Ookla’s Speedtest Intelligence report, out today, says that Northern Ireland broadband customers experience a faster service that England, with a median of 62.40Mbps, Scotland, with 57.13Mbps, and Wales, with 49.71Mbps.
The survey shows that fixed broadband internet reached 86% of UK households at the end of 2021, with most customers having access to at least 30Mbps, smaller providers are sometimes the fastest across a few cities and counties.
Seven large internet service providers (ISPs) dominate the fixed broadband market, says Ookla – BT with 25%, Sky with 22%, Virgin Media O2 (VMO2) with 17%, and TalkTalk with 9%. After than two BT brands, EE and Plusnet, have 5% and 4%, followed by Vodafone with 4%.
VMO2 was the fastest fixed broadband provider in the survey, achieving a median download speed of 116.44Mbps and an upload speed of 20.86Mbps, according to the survey, conducted in the first six months of this year.
VMO2 has already upgraded its network to Docsis 3.1 and plans to migrate to fibre to the premises (FTTP) over the next few years.
Alternative network providers (altnets) had the top speeds in London, Glasgow, Liverpool and Manchester, as well as across a number of counties.
“Public funding has helped facilitate the emergence of fibre ISPs in rural areas where fibre deployment is not commercially viable,” says Ookla. “Other altnets like Hyperoptic are already well established, deploying and operating an FTTP network in areas with high density, which connects existing and new multi-dwelling buildings.”
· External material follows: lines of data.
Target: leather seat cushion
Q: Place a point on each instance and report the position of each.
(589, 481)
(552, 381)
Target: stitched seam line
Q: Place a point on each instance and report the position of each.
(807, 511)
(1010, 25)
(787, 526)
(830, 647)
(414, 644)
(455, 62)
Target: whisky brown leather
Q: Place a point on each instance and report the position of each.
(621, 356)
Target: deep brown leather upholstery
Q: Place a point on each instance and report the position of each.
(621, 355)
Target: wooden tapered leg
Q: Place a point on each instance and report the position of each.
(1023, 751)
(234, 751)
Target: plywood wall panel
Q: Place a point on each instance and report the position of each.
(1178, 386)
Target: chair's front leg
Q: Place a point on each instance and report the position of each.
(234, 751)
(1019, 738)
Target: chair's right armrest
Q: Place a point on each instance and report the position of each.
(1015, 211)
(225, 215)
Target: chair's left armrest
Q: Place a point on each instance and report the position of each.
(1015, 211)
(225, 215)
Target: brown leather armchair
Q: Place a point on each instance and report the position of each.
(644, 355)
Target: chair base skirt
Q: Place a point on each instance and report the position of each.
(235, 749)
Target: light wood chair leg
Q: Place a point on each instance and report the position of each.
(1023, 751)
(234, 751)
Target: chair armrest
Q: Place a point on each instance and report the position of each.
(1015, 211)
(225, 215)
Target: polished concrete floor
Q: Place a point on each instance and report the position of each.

The correlation between fixed broadband speed and wealth was weak, says Ookla, but “many factors can determine a country’s internet performance like consumer demand, market competition, and regulatory stimulus”. The company notes the high performance in countries such as Chile, China and Thailand, “which outperform their economic peers”, and says it “would have expected some markets to transition to fibre more swiftly and provide users with faster median download speeds – but haven’t yet done so”. The UK is among those underperforming market, ranking 55th in the world in August 2022.
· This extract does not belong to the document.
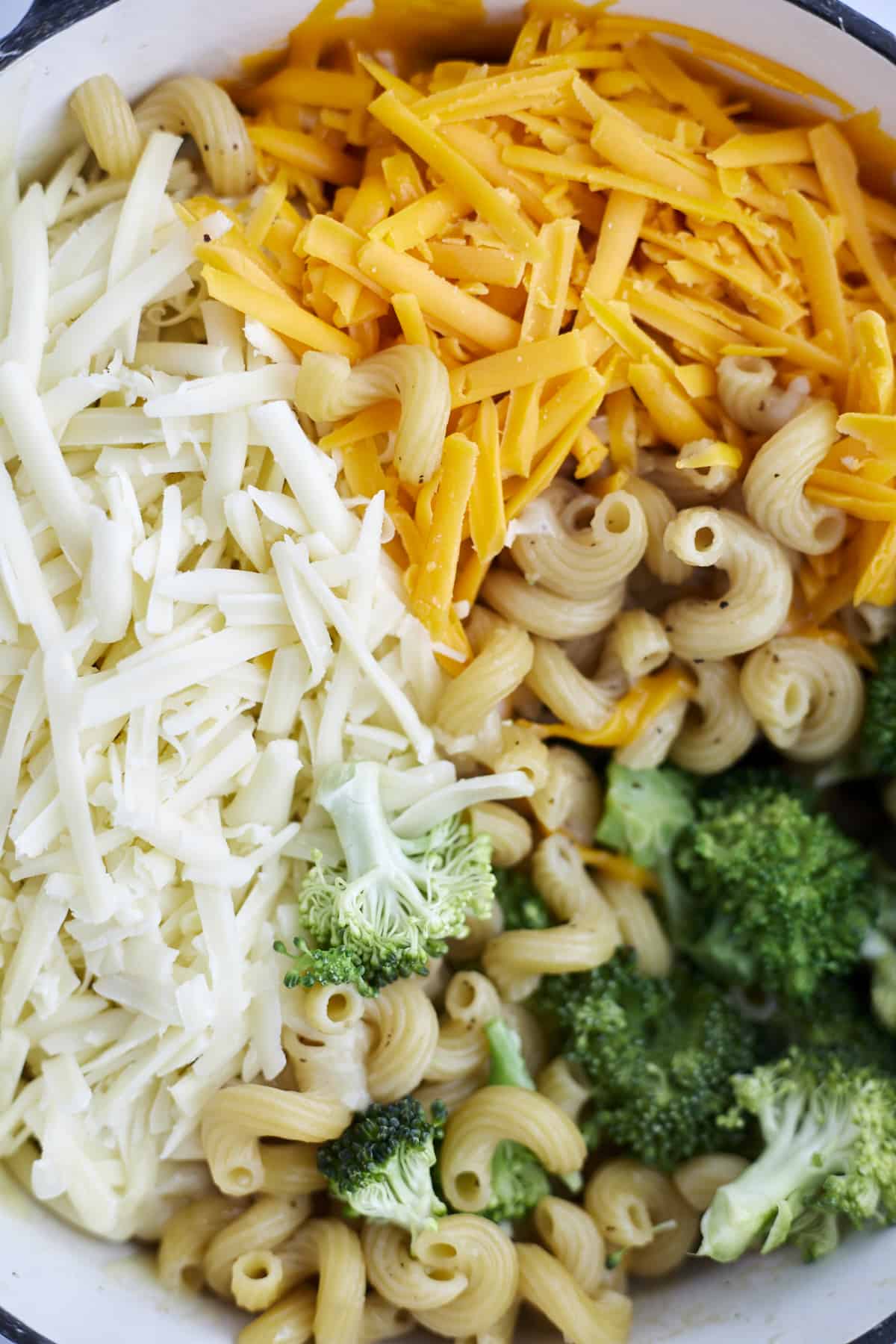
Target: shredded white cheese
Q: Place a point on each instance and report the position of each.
(193, 620)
But 66% of all UK homes were gigabit-capable with fixed broadband in January 2022, up from 47% in September 2021.
A superfast broadband connection, defined as download speeds of at least 30Mbps, is available to 97% of homes, but only a third can order a FTTP.
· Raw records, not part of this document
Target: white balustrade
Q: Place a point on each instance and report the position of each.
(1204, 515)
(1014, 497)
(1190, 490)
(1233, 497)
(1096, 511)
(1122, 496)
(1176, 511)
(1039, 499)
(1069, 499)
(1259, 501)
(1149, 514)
It notes that VMO2 and BT-owned Openreach dominate the fibre landscape, CityFibre has emerged as the largest alternative wholesale fibre network provider. It has scaled from a small start-up aimed at rescuing failed fibre projects in small cities, to becoming a network that has just passed 2 million premises.
Another wholesale fibre provider, Netomnia, was founded in 2019 by Callum Dick, the former CEO of Community Fibre, and it “has ambitious plans to reach 1 million premises by 2023”, says Ookla. “To date, Netomnia has already passed 210,000 premises and it expects to extend across 48 towns and cities by the end of this year.” It has £123 million in funding in November 2021, followed by £295 new funding led by DigitalBridge in April 2022.